70 millions d'euros pour la relance en Auvergne-Rhône-Alpes
La région compte parallèlement déployer un plan de relance de 70 millions d’euros "visant à préparer l’avenir de nos montagnes" autour de quatre axes : le développement de l’activité hivernale (hébergement, aides aux petites stations, ascenseurs valléens, soutien aux classes de neige…), diversification de l’offre touristique toute l’année ("tourisme 4 saisons"), promotion de la montagne durable (investissements dans la transition écologique des stations), soutien aux acteurs économiques avec un fonds de soutien de 15 millions d’euros.
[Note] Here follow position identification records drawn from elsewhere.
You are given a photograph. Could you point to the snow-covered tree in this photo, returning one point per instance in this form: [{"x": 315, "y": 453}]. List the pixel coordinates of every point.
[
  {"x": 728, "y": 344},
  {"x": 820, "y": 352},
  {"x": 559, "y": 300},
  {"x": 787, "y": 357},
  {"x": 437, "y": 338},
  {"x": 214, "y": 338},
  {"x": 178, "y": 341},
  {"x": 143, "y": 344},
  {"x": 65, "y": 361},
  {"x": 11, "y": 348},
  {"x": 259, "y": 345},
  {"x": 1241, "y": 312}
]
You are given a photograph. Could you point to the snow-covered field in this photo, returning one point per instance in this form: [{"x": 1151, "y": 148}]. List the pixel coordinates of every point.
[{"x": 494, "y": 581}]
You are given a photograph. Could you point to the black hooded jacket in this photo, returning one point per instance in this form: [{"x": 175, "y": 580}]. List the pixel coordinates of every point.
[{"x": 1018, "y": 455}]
En Auvergne-Rhône-Alpes, le tourisme hivernal en station "représente 120.000 emplois directs et près de 400.000 emplois indirects, pour un chiffre d’affaires avoisinant les 7,5 milliards d’euros". "La décision de ne pas ouvrir les remontées mécaniques en 2021 – intervenant après la fermeture anticipée en mars 2020 – représente un véritable cataclysme économique et social pour la montagne, mais plus globalement pour notre région, voire pour notre pays", s'alarme le conseil régional.
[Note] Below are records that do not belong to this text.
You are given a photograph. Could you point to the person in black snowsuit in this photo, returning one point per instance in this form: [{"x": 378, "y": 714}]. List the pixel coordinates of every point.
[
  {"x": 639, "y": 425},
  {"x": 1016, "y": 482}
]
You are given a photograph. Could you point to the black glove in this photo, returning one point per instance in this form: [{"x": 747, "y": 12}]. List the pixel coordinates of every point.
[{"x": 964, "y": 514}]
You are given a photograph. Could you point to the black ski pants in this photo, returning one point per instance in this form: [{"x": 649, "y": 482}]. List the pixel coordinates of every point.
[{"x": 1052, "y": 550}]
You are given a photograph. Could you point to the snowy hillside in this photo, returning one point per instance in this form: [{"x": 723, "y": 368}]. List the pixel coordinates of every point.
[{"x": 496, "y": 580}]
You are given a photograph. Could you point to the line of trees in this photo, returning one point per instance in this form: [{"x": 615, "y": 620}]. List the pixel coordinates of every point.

On rappellera que l'Occitanie - autre grande région de montagne - avait lancé fin 2018 un plan d'investissement pour la montagne de 800 millions d'euros à horizon 2025 (voir notre article).
Plan montagne : qu’en disent les maires de stations ?
Avec 120.000 emplois directs et induits, les stations sont des "moteurs essentiels" pour les territoires de montagne mais leurs modèles sont "fragilisés par la conjonction de plusieurs facteurs dont les plus évidents sont les facteurs environnementaux, socio-économiques et de gouvernance territoriale", souligne l’Association nationale des maires de stations de montagne (ANMSM) dans sa contribution au plan montagne préparé par le gouvernement, mise en ligne le 17 février. "Le tout ski est un modèle à revisiter, aussi bien en termes de fréquence que de durée des pratiques", estime-t-elle, constatant "une soif de la découverte du milieu naturel et humain et de l’ensemble des sports pleine nature, dans un milieu qui demeure largement préservé". Il est nécessaire de "favoriser l’accompagnement des stations dans leurs démarches, tant du point de vue du support à l’investissement dans des projets structurants que dans les démarches administratives et l’ingénierie projet".